The matches would be viewed by some 360 million people at nearly 400 select stadiums in FIFA's 208 member countries.

High-tech Japan has promised to treat football fans worldwide to ultra-realistic live 3-D telecasts of World Cup matches should it win the right to host the 2022 edition.

The 550 billion yen (six billion dollar) "Universal Fan Fest" project is part of Japan's bid submitted to football's world governing body FIFA on Friday, the Japan Football Association said Monday.

The matches would be viewed by some 360 million people at nearly 400 select stadiums in FIFA's 208 member countries, said JFA general secretary Kohzo Tashima, chief executive officer of the bid committee.

The images would be captured from 360 degrees by 200 high-definition cameras during each match, to be transmitted as three-dimensional images, a technology that has been driven in large part by Japan's electronics giants.

The matches would be shown on giant screens or, if technological advances in coming years allow, projected like a real match onto the pitch itself, giving viewers the illusion of watching the real thing.

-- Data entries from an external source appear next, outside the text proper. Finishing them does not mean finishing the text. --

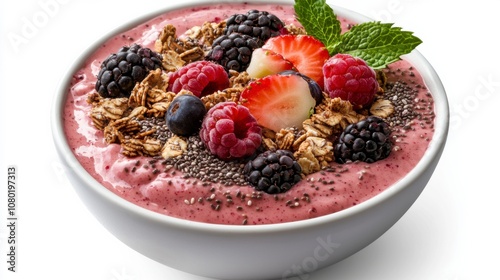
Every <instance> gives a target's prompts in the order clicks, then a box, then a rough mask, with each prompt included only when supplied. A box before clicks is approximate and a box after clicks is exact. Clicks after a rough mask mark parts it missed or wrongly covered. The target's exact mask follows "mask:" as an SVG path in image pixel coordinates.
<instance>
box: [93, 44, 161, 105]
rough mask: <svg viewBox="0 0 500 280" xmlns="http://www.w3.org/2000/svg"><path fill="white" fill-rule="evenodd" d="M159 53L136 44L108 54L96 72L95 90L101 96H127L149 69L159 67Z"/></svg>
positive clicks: (160, 55)
mask: <svg viewBox="0 0 500 280" xmlns="http://www.w3.org/2000/svg"><path fill="white" fill-rule="evenodd" d="M161 61H162V57H161V55H160V54H158V53H156V52H154V51H152V50H150V49H149V48H143V47H141V46H140V45H138V44H133V45H131V46H129V47H128V46H124V47H122V48H121V49H120V50H118V52H117V53H114V54H111V55H110V56H108V57H107V58H106V59H105V60H104V61H103V63H102V64H101V70H100V71H99V74H97V82H96V84H95V90H96V91H97V92H98V93H99V94H100V95H101V96H102V97H111V98H116V97H129V96H130V93H131V92H132V89H133V88H134V86H135V84H136V83H137V82H141V81H142V80H143V79H144V78H145V77H146V76H147V74H148V72H149V71H150V70H154V69H157V68H161V67H162V66H161Z"/></svg>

Microphones installed below the pitch where the actual game is taking place would record all sounds, including the ball being kicked and the referee's whistle, to create an ultra-realistic digital version.

The futuristic communications system would be powered in part from electricity generated by spectators cheering and stamping their feet, as well as from solar panels on the roof of the stadium.

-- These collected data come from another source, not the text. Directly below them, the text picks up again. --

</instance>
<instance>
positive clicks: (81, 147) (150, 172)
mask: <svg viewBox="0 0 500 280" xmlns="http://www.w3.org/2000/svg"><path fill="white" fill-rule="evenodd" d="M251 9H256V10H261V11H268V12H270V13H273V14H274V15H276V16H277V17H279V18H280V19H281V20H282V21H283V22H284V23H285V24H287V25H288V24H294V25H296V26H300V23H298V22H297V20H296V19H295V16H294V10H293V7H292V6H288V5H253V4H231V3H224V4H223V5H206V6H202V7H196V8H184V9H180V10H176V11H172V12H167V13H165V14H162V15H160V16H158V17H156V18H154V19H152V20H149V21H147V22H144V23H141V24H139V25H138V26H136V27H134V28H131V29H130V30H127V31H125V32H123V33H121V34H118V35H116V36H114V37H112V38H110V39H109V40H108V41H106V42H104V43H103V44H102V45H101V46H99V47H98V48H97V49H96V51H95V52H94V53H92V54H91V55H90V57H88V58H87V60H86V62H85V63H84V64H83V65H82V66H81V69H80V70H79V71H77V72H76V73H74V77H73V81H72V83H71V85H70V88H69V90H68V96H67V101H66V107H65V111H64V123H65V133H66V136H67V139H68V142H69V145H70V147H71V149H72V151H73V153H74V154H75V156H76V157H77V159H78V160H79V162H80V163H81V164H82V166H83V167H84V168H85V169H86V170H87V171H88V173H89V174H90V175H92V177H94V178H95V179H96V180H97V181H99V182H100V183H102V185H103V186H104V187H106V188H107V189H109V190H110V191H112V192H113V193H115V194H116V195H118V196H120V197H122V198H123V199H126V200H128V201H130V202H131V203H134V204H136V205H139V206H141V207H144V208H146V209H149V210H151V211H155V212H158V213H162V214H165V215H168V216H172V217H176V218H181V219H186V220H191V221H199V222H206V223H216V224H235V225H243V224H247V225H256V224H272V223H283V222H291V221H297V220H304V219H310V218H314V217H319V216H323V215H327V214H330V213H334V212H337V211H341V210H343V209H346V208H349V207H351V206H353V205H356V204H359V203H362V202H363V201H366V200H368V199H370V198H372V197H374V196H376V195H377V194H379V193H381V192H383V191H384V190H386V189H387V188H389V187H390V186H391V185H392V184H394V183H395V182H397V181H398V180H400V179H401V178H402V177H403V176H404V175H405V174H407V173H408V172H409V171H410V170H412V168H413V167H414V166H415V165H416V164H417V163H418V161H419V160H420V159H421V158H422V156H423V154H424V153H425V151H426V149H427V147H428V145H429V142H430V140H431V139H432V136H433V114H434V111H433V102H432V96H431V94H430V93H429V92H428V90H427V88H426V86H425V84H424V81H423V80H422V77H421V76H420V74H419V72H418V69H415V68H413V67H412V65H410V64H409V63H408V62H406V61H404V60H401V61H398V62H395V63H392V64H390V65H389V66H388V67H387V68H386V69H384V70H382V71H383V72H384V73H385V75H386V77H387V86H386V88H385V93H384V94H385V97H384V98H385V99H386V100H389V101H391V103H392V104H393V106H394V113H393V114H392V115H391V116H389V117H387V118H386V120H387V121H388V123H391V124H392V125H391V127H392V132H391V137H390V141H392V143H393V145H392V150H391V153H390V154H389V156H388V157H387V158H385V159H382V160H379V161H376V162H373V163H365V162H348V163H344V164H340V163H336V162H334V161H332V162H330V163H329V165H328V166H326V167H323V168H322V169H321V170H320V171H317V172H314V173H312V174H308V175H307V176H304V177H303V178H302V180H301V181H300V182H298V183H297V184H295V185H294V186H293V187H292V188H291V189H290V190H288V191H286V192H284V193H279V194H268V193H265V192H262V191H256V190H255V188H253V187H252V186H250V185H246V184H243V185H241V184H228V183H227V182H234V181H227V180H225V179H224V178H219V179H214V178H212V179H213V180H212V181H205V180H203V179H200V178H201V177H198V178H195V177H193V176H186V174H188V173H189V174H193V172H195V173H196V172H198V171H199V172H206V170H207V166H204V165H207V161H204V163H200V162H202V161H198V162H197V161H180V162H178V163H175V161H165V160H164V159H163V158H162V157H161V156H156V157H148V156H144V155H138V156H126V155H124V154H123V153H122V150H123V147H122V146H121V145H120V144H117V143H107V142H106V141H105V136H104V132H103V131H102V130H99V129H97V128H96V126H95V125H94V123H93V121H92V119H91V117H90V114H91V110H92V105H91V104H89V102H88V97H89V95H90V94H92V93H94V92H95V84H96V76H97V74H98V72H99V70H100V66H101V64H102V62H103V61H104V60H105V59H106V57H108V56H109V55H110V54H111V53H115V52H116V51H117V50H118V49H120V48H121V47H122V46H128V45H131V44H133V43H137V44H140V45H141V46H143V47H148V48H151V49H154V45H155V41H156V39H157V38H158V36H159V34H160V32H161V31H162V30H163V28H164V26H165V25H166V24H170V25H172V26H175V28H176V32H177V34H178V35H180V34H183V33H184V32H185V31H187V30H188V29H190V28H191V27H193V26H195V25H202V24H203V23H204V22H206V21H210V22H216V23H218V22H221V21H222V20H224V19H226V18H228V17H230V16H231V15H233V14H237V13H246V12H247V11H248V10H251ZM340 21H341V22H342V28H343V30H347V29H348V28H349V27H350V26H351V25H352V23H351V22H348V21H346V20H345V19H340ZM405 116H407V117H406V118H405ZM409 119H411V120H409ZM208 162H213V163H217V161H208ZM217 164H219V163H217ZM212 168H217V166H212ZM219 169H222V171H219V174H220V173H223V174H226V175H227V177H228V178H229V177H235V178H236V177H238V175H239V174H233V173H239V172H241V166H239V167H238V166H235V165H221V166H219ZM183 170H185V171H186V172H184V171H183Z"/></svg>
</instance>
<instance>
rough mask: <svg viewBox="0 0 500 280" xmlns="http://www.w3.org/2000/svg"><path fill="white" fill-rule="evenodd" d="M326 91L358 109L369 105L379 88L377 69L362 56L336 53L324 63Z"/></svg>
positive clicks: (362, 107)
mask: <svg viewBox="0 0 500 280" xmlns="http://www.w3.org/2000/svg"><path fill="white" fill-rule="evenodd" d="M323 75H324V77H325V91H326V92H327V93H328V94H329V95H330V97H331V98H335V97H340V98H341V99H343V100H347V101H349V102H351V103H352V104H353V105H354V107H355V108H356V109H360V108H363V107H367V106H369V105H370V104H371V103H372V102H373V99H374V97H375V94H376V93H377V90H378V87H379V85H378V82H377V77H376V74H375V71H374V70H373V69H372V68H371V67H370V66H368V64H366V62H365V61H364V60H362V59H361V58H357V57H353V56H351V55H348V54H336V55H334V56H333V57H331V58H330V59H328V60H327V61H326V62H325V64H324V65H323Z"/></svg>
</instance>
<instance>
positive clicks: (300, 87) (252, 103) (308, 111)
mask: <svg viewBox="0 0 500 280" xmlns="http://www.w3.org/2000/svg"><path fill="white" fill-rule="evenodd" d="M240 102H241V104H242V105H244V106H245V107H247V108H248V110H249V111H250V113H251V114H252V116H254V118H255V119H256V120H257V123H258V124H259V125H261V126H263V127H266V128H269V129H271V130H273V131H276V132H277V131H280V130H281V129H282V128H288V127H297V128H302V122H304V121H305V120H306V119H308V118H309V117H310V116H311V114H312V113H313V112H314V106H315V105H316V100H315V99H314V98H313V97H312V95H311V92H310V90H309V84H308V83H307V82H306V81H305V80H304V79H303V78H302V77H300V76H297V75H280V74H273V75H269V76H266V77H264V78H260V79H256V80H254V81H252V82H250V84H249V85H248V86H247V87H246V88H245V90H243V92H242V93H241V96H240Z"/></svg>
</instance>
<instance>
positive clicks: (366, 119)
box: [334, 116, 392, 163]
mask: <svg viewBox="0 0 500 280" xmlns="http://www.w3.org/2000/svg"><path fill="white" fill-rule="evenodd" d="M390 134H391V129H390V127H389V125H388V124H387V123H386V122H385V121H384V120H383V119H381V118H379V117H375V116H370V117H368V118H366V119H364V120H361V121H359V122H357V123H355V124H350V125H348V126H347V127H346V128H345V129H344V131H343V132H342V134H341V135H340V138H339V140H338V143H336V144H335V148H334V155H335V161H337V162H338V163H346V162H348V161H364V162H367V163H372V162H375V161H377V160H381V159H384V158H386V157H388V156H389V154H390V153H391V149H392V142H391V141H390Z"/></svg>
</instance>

"You may say the required technology is like a dream and smacks of a sci-fi movie," said Keio University professor Jun Murai, who serves as director of technology at the committee.

"But it is important to see how technology will evolve within 12 years. I think it will be realised or become usable by around 2016," he told a Tokyo press conference.

At Germany 2006, about 18 million people were estimated to have attended public viewing events, mostly free-of-charge events in parks, said Makato Maruyama, director of operations at the Japan bid committee.

"We envisage public viewing at stadiums, increasing the attendance by tens of times," he said.

FIFA's 24 executives will choose the hosts of the 2018 and 2022 World Cups on December 2.

Australia, Britain, Russia and the United States are bidding for both 2018 and 2022 competing against co-hosting campaigns by Belgium and the Netherlands, as well as Spain and Portugal.

Japan has recently dropped its plan to bid for the 2018 Cup to focus on hosting the 2022 event. South Korea, which co-hosted the 2002 edition with Japan, are also bidding to stage the 2022 World Cup, as is Arab state Qatar.

All the bidding nations presented their World Cup concepts and plans to FIFA on Friday and will set up exhibition booths near where FIFA holds a general assembly in Johannesburg during next month's World Cup in South Africa.

Then a FIFA inspection team will visit the bidding countries over two months starting with Japan July 19-22.

Japan's 2002 bid also features an unprecedented plan to invite 6,000 children from the 208 countries to watch matches, participate in football clinics, and learn about environmental issues and world peace with trips to the atomic-bombed cities of Hiroshima and Nagasaki.

"FIFA at its working level has rated Japan's proposals as outstanding and unique," said Japan Football Association president Motoaki Inukai, who heads the bid commitee.

"But it's a different story how the voting FIFA executives are viewing our proposals," he said. "We have just made a start by submitting the bid book."